No one with a brain can under-state the role of parenting and education in determining the future of our entire society.

True story:  I was at a Parent/Teacher conference and the parent in front of me came to school in uniform ... with a gun on his hip.  Now if that is not an attempt to intimidate, I am not sure what IS.  His wife had called me on the phone wailing that I was "picking-on" their child ... I wrote a detention for her incessant talking ... and then the rest of the class miraculously became quiet students.  So all I needed to do was write ONE detention, and then I could teach class without the annoying chattering going on.  I told that mother:  "what I do to the other kids is not your concern. Your concern needs to be your kid.  I want it QUIET in my class.  I will write the detention to whomever I see talking.  All I need to do is write ONE.  Your job is to tell your kid not to be THAT ONE.  Don't talk to me about how unfair my practice is.  My JOB is to teach.  Your kid's job is to learn."  Well that was the general gist of the conversation and the mother still had the impression I was "picking on" her kid. 

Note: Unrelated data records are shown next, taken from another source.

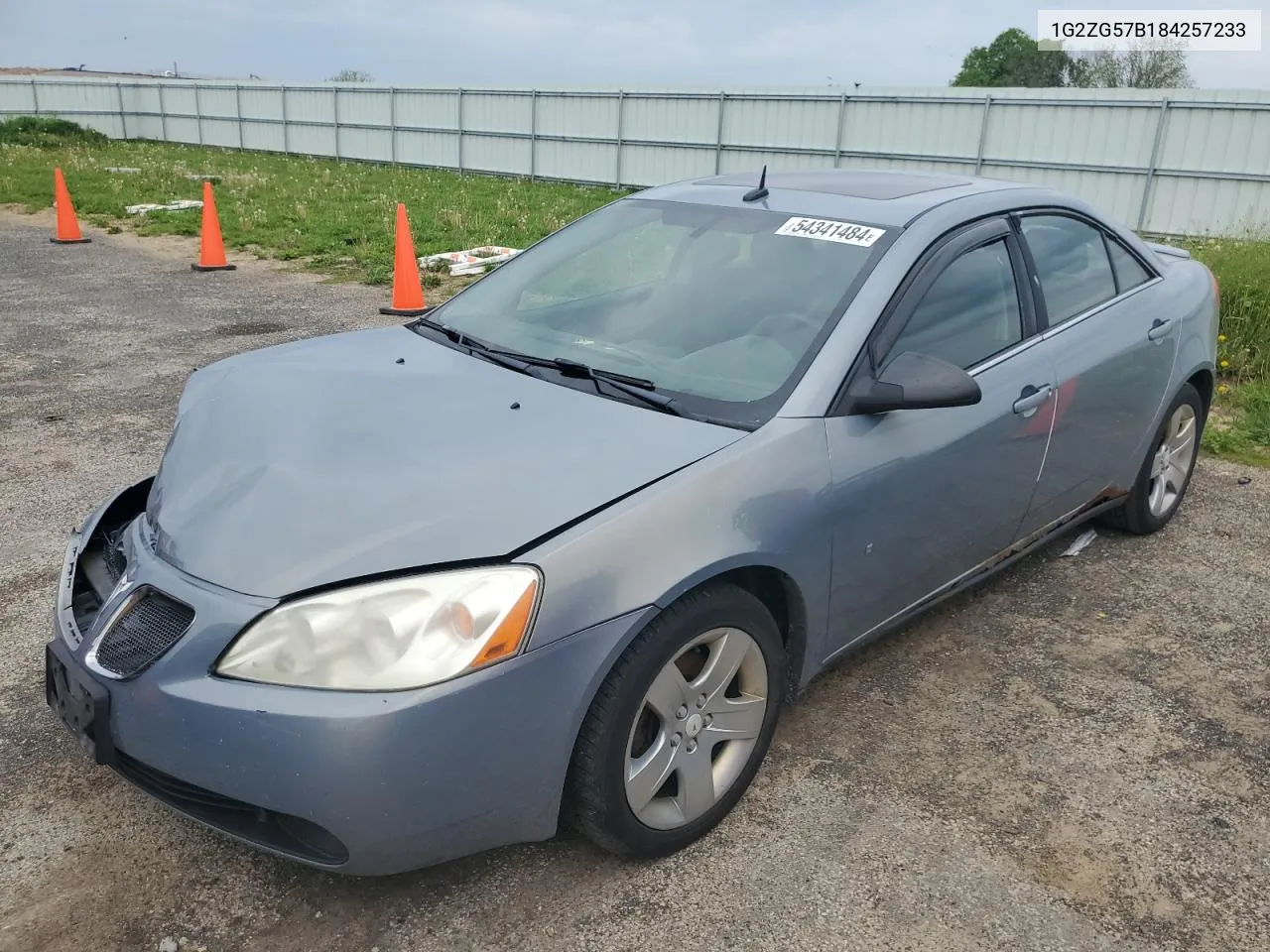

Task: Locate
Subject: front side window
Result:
[885,239,1022,369]
[432,198,893,421]
[1022,214,1116,326]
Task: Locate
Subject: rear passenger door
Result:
[826,218,1056,653]
[1016,209,1179,535]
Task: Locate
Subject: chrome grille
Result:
[96,589,194,678]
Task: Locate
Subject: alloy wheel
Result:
[625,627,768,830]
[1147,404,1199,520]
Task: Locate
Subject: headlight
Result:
[216,566,541,690]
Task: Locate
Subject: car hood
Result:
[146,326,744,598]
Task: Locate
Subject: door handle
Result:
[1015,384,1053,416]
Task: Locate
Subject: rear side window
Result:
[1107,236,1151,295]
[886,239,1022,368]
[1022,214,1116,326]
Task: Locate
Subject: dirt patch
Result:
[212,321,290,337]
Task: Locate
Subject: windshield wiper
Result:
[485,348,687,416]
[419,317,541,377]
[544,357,685,416]
[418,322,689,416]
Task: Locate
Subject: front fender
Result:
[522,417,831,680]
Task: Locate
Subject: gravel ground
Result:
[0,213,1270,952]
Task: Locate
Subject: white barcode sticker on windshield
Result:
[776,218,886,248]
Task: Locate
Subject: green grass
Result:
[0,117,1270,464]
[0,115,109,149]
[1184,237,1270,466]
[0,132,620,285]
[1203,382,1270,466]
[1183,239,1270,382]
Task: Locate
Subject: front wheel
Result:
[569,585,785,857]
[1106,384,1204,536]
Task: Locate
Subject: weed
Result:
[0,115,109,149]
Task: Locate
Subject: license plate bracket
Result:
[45,641,114,765]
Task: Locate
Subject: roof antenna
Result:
[740,165,767,202]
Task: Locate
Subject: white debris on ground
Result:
[123,198,203,214]
[1063,530,1098,556]
[419,245,525,277]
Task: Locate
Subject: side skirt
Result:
[803,489,1129,689]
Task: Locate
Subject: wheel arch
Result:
[557,561,808,829]
[1187,367,1216,417]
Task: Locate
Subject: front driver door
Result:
[826,218,1056,653]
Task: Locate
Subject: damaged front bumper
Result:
[46,481,650,875]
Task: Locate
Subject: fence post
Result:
[278,82,291,155]
[389,86,396,165]
[114,82,128,139]
[458,86,463,176]
[194,82,203,145]
[530,89,539,181]
[833,90,847,169]
[715,92,727,176]
[1135,96,1169,231]
[613,89,626,187]
[974,92,992,176]
[331,86,339,162]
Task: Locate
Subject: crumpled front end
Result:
[46,480,648,875]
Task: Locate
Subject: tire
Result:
[567,584,785,858]
[1103,384,1206,536]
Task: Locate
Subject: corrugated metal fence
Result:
[0,76,1270,235]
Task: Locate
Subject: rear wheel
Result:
[1106,384,1204,536]
[569,585,785,857]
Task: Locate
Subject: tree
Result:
[949,27,1072,86]
[1072,46,1195,89]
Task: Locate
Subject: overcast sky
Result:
[0,0,1270,89]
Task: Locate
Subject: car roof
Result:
[632,169,1035,227]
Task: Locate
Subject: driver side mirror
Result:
[847,352,983,416]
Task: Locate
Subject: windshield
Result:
[431,199,893,424]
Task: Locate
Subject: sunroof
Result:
[696,169,970,200]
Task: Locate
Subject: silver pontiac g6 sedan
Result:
[46,171,1218,875]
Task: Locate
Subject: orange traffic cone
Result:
[190,181,237,272]
[49,168,92,245]
[380,202,428,317]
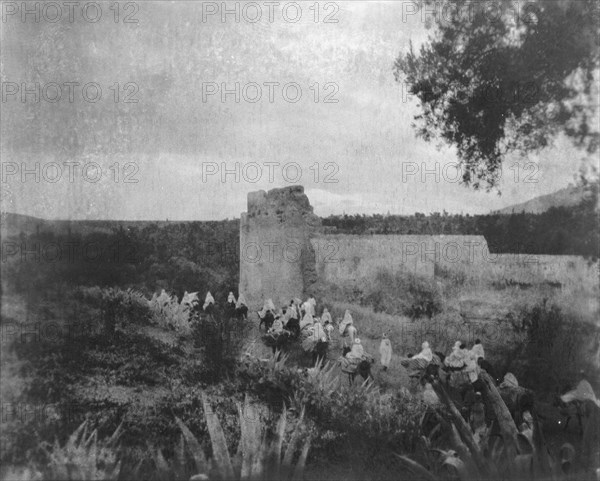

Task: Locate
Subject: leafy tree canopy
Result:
[394,0,600,189]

Here's why I bring that up.  When you look at someone's parenting style, you can also tell how they will deal with other problems in life.  I am now realizing that is why St. Paul spells out the importance of a man having control over his own house before he becomes a deacon in the church.  If you have no control, authority or respect at home, you won't have it anywhere else.  Take THAT idea to the White House.  The Current occupant of the Oval Office clearly is covering for and dismissing the bad behavior of one of his sons.  He also referred to him as the smartest man he knows.  Hmmm.  The smartest man you know let himself be filmed with a woman who "worked the night shift" in a seedy hotel?  How is that a good image for a "smart man"?  I am willing to bet that his parenting of his sons involved a lot of useless pleading and proposing alternatives, rather than a meeting with the Board of Education to the Seat of Understanding.

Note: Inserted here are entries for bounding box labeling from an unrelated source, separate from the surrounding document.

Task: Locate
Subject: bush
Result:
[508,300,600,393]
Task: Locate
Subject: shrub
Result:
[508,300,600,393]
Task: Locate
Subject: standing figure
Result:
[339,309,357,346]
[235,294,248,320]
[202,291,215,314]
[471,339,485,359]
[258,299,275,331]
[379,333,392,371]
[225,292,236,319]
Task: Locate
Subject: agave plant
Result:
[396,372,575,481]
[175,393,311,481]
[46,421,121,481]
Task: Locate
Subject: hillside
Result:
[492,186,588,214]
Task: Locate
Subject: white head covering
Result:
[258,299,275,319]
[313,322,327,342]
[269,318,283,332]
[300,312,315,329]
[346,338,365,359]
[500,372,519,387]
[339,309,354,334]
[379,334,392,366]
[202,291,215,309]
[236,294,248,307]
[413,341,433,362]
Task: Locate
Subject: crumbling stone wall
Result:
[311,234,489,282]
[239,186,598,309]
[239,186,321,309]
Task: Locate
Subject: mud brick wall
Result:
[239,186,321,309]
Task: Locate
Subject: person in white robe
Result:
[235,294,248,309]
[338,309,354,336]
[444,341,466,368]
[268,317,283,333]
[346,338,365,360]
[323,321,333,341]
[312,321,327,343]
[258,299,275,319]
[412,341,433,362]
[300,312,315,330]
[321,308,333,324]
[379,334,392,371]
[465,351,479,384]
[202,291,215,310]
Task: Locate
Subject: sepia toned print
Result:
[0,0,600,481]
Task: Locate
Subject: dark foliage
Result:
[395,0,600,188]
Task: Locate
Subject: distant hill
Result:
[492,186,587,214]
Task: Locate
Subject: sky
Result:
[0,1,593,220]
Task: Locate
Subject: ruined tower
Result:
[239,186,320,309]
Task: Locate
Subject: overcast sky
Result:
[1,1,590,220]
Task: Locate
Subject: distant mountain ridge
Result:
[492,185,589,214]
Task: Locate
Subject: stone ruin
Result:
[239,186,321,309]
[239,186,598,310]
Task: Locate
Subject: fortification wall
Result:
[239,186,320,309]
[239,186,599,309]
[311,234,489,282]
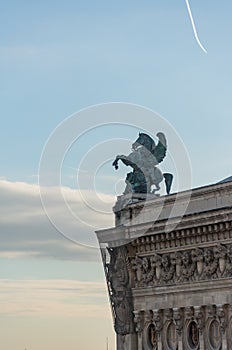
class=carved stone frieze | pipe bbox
[132,221,232,254]
[131,244,232,288]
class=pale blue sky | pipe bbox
[0,0,232,350]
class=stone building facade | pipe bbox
[97,182,232,350]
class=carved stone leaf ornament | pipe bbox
[131,244,232,287]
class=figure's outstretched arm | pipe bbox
[112,154,134,170]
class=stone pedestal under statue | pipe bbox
[97,182,232,350]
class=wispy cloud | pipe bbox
[0,180,112,261]
[0,279,110,318]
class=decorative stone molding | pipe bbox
[131,244,232,288]
[105,246,134,335]
[132,221,232,254]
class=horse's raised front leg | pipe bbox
[112,155,126,170]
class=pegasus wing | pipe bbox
[153,132,167,163]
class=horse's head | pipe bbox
[132,132,155,152]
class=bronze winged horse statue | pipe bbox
[112,132,173,194]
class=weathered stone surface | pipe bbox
[97,182,232,350]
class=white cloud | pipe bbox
[0,279,110,318]
[0,179,114,260]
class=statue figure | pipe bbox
[112,132,173,194]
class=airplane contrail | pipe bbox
[185,0,207,53]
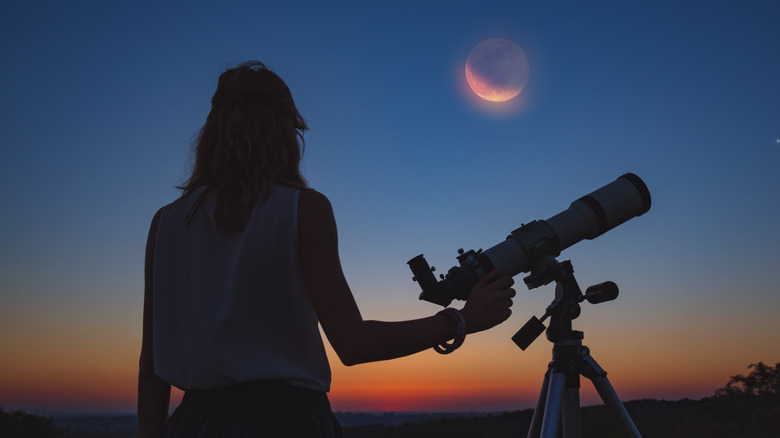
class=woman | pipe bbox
[138,62,515,437]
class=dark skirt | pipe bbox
[161,380,342,438]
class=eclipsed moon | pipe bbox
[466,38,528,102]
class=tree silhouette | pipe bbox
[715,362,780,399]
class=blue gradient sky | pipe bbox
[0,1,780,410]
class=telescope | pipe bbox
[408,173,651,307]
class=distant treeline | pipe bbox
[344,362,780,438]
[6,362,780,438]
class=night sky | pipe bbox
[0,1,780,411]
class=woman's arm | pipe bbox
[298,190,515,365]
[138,211,171,438]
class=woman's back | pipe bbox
[153,186,330,391]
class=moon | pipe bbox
[466,38,529,102]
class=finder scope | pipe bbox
[408,173,651,307]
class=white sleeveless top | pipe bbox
[153,186,331,391]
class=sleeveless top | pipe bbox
[152,186,331,392]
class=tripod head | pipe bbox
[512,256,618,350]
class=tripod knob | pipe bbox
[585,281,618,304]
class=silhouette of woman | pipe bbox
[138,61,515,438]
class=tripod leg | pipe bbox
[542,369,566,438]
[563,386,582,438]
[584,355,642,438]
[527,370,550,438]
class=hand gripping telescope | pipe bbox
[408,173,650,307]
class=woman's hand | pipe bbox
[461,270,515,333]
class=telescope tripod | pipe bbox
[512,258,641,438]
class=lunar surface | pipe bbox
[466,38,529,102]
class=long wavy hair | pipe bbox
[178,61,308,230]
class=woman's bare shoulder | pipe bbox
[298,189,333,214]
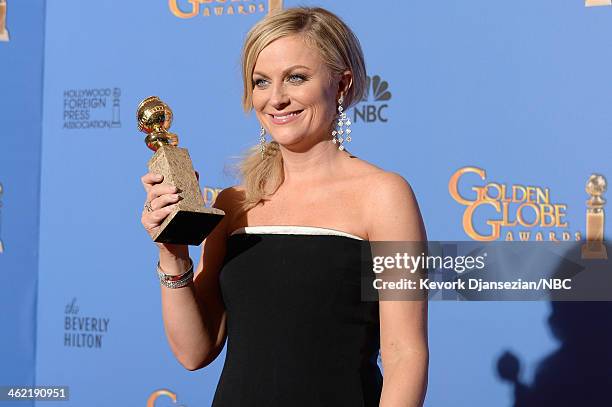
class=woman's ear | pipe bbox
[336,69,353,99]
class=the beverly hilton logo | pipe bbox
[353,75,391,123]
[62,87,121,130]
[448,167,582,241]
[0,0,9,41]
[168,0,283,18]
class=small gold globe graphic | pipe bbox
[585,174,608,196]
[136,96,178,151]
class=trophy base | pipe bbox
[582,241,608,259]
[153,208,224,246]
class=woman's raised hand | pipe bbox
[140,172,189,257]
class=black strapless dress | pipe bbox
[213,226,383,407]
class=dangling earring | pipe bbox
[332,95,351,151]
[259,126,266,160]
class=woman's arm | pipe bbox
[368,173,429,407]
[155,189,233,370]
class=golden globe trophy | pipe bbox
[136,96,225,246]
[582,174,608,259]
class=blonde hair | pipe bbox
[238,7,366,210]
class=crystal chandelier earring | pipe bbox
[259,126,266,160]
[332,95,351,151]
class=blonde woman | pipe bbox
[142,8,428,407]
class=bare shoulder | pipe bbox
[344,160,426,241]
[351,157,414,204]
[212,185,245,235]
[213,185,245,214]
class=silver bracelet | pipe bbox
[157,257,193,288]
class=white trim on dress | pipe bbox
[230,225,365,240]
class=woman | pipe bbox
[142,8,428,407]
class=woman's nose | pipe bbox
[270,84,289,110]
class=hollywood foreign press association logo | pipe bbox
[63,87,121,130]
[0,0,9,42]
[353,75,391,123]
[0,182,4,254]
[64,297,110,349]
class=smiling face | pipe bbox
[253,35,339,150]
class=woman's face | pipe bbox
[253,35,339,150]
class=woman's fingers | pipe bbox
[140,172,164,192]
[147,184,178,202]
[142,205,176,231]
[151,194,179,211]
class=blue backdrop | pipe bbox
[0,0,612,407]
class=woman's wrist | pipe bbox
[159,249,191,275]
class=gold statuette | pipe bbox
[582,174,608,259]
[136,96,225,246]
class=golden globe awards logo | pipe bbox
[353,75,391,123]
[170,0,283,19]
[448,167,582,241]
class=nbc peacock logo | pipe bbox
[353,75,391,123]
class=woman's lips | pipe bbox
[270,110,303,124]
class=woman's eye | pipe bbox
[288,74,306,83]
[253,79,268,88]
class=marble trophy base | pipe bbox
[148,145,225,246]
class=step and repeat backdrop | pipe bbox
[0,0,612,407]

So put this failure as a parent in a role of leading an entire country.  And when one big entity of evil invades, terrorizes, murders and annihilates a much smaller country, do NOT stand up at  your podium and say, "We will hold you accountable.  You've got it coming." or any such nonsense.  Because your son is living proof that you have no bite behind your meaningless barking.  And that big entity of evil is going to continue slaughtering and marauding a much smaller country, and then another, and then another, etc., because you have no moral spine.  You have no moral authority and you have no class.  There is no reason for anyone to respect you.  If the reporters in your Press Conference won't treat you with respect, and the best you can do is mutter swear words under your breath - and accidentally into the microphone - do you expect any major world power to take you seriously?  Come on, now.